Perhaps CCHQ’s election internet staffers Sam Coates and Craig Elder have some thoughts on the matter?

From "Cash Gordon" to "Crash Gordon"! Hackers redirect Tory campaign site to pornography

Following Scrapbook’s exposé this morning, the Conservatives’ flagship Cash Gordon campaign has been taken down after hackers targeted the site with a rudimentary code injection attack. The twitter stream on cash-gordon.com allowed mischievous tweeters to redirect visitors anywhere they wanted:

Users were lucky to escape with a rick-rolling (above) as those less fortunate were redirected to pornography.

After berating Scrapbook for several hours, CCHQ staffers Sam Coates and Craig Elder have gone strangely quiet.

Want some ketchup with your humble pie?

Conservative Party 'Cash Gordon' campaign was designed by US anti-healthcare lobbyists

On the day the US Congress passed legislation providing health coverage to 32 million Americans without insurance, Political Scrapbook can reveal the Conservatives’ Cash Gordon campaign was developed by an anti-healthcare lobbyist described as “Karl Rove 2.0″.

Writing on the Blue Blog yesterday, the affable Sam Coates claimed that Conservatives’ campaign site against Labour/Unite links was “built in just a few days”. What he doesn’t tell you is that the system has been purchased off-the-shelf from Republican strategists David All Group and was originally developed to galvanise opposition to Barack Obama’s healthcare reforms.

Cash Gordon is based on Operation Waiting Game, which leverages social media against reforms which, it is claimed, “will have the same devastating effects in the United States as it has in Canada and in nations across Europe: longer wait times and lower quality care”.

In an embarrassment for CCHQ, the party’s flagship campaign is currently hosted alongside those attempting to “rescue America from government-run health care”, including NotSoSure.org and Hands Off.  Another site rails against homosexuals in the armed forces, stating the military “should not be used as a tool to advance the goals of gay activist groups”.

One wonders what the “few days” spent creating Cash Gordon were used for. As the graphic below shows (click to enlarge), the much vaunted site is almost identical to NoEnergyTax.com. The initiative from the right-wing Heritage Foundation aims to scupper carbon trading legislation designed to combat climate change. Funders of the foundation include a host of corporate special interests such as oil giants Chevron Texaco and Exxon Mobil.
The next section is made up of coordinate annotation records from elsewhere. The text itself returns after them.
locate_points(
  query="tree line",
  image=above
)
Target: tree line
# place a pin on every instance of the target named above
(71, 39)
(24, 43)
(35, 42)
"Cash Gordon" and "No Energy Tax" campaigns compared

Spot the difference: "Cash Gordon" and "No Energy Tax" campaigns compared

Contrived to herd visitors through a linear series of actions, Cash Gordon rewards users with a system redolent of primary school merit points. Once you’ve read Michael Gove’s bonkers “new militant tendency” speech (described by the FT as “lazy politics”) you receive a gold sticker – oh sorry –  25 points. Helping to bombard Charlie Whelan with hectoring tweets (straight out of the #kerryout playbook) gets you 20 points.

But perhaps the biggest indictment of the campaign is the level of engagement achieved in relation to its cost. With a $15,000 pricetag, the act.ivi.st web platform makes Cash Gordon the most expensive few web pages in UK politics – and it gets worse. At the time of writing, links to cash-gordon.com have been tweeted 241 times. That’s a shocking £41 per tweet. Even widening the net to every single mention of #cashgordon by the general public brings this down to a bargain basement price of, erm, £15.50.

Attacking Labour’s union links: £15 per tweet.
Recycling an anti-healthcare web platform: priceless!

Many thanks: to Steve Hanlon for his invaluable help.